When you bring smart, innovative people together you can see success happen in areas you did not expect. The minds leading the University of Hawaiʻi Office of Indigenous Innovation and UH Office of Strategic Health Initiatives are powering such advancements.
UH Office of Indigenous Innovation Director Kamuela Enos presented to the UH Board of Regents Committee on Research and Innovation on October 6, about the successes and goals of a newly launched health and innovation program.
The Center for Indigenous Innovation and Health Equity (CIIHE) is a new federal initiative launched by a $1 million grant in fiscal year 2021 from the U.S. Department of Health and Human Services’ Office of Minority Health. The center was created through a vision between Enos and UH Office of Strategic Health Initiatives Director Aimee Grace.

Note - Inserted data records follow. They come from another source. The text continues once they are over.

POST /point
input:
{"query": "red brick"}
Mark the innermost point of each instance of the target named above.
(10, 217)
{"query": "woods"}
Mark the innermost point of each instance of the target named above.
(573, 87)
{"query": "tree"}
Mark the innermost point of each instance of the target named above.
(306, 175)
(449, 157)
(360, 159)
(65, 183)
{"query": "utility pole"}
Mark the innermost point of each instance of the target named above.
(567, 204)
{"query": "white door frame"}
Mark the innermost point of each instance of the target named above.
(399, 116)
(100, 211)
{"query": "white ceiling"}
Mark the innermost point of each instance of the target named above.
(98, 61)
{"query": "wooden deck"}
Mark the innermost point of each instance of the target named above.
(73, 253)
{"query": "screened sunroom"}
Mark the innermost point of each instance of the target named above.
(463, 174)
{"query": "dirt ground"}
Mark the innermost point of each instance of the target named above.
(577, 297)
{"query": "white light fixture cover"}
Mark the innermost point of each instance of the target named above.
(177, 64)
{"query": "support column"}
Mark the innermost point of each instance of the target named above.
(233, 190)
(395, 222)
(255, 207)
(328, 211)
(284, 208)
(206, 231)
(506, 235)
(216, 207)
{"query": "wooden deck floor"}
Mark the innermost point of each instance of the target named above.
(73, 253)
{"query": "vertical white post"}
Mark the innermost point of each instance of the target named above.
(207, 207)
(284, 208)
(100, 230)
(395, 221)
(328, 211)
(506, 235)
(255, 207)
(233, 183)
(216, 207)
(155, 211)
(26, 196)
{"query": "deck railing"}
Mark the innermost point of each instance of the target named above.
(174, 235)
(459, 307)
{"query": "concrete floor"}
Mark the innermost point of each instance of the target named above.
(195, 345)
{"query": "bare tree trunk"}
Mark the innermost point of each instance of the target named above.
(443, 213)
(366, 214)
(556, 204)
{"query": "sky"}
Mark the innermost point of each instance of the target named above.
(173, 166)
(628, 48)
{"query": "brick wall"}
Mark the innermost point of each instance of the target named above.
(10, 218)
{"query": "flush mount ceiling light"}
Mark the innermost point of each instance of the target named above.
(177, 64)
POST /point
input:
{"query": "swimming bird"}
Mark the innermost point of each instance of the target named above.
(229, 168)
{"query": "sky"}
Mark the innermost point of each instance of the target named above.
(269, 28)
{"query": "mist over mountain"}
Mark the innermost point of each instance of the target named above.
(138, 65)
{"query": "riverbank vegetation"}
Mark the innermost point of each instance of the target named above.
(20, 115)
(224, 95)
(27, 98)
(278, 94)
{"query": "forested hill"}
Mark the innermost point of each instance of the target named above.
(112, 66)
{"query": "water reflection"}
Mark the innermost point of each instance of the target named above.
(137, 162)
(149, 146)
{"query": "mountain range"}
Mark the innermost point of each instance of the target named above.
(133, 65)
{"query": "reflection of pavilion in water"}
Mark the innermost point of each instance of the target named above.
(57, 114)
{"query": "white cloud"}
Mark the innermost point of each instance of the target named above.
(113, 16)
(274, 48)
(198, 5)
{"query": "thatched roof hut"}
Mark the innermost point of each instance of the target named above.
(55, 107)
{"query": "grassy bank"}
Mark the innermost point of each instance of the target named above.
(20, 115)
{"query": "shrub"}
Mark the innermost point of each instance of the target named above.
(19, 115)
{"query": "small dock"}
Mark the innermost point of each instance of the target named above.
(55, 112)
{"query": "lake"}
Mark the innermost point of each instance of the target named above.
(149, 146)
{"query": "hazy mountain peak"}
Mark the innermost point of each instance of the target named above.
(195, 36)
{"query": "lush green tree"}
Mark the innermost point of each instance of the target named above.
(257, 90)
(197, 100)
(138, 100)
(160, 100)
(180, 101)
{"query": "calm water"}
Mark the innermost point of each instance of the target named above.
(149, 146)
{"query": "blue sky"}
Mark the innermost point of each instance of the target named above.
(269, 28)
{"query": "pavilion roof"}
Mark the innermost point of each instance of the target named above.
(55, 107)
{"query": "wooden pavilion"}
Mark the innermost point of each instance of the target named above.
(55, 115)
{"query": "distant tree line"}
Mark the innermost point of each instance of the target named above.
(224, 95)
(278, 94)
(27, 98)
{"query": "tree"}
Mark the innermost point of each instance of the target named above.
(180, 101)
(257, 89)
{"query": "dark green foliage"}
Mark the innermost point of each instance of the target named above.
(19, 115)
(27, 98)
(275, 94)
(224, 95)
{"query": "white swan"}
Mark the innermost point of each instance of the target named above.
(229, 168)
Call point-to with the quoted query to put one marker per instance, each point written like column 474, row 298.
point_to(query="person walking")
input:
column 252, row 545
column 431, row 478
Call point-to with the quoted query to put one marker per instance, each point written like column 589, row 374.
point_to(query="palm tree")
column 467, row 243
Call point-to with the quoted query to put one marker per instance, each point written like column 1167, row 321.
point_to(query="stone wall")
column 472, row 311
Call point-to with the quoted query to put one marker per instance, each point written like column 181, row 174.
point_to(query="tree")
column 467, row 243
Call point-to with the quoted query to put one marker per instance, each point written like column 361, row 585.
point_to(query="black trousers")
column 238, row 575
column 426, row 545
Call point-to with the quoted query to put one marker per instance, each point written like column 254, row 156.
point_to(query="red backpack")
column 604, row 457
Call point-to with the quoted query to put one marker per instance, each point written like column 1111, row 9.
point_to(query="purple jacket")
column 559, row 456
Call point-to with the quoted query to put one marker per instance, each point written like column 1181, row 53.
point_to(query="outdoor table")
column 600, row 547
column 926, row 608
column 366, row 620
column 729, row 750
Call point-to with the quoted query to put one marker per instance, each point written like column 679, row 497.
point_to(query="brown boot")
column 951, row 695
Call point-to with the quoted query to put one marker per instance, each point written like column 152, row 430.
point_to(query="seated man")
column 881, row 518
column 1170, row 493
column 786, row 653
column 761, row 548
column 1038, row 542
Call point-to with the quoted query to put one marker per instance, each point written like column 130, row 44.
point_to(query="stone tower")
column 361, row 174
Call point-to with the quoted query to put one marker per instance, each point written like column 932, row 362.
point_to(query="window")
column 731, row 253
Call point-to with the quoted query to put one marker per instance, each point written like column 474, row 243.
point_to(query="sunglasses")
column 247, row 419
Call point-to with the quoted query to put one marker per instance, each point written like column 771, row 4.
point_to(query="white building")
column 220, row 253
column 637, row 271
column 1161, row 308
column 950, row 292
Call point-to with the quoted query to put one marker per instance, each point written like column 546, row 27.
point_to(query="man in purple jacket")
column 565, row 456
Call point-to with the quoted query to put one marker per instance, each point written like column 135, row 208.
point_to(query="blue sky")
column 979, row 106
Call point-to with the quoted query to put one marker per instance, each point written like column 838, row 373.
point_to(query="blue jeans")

Enos shared the successes of the center’s first year, which included:
- Establishing an Indigenous framework through workshops and formal agreements
- Issuing a landscape analysis survey and workshops to understand what types of Indigenous innovations in health are occurring
- Onboarding four staff members
Enos also described the goals the center has for year two:
- Ongoing landscape analysis and literature review
- “Deep dives” with core community partners including Hoʻoulu ʻĀina and MAʻO Organic Farms
- Integrating students into the Mauli Ola internship program
- Establishing a research incubator to invest in pilot projects
- Advancing policy levers at the federal, state and local levels
- Exploring economic development initiatives
- Creating a national conference with CIIHE’s Native American/Alaska Native partners
- Exploring to create a satellite campus at the University of Guam
- Hiring a director and fiscal support
Enos told the BOR Committee on Research and Innovation that the center will know if the initiative is working if “at the community level, investment is being driven into community organizations; at the university level, research is co-designed with community and supports ancestral practices done in contemporary application; and at the government level, Indigenous communities are repositioned as spaces of innovation and their practices and people are thriving.”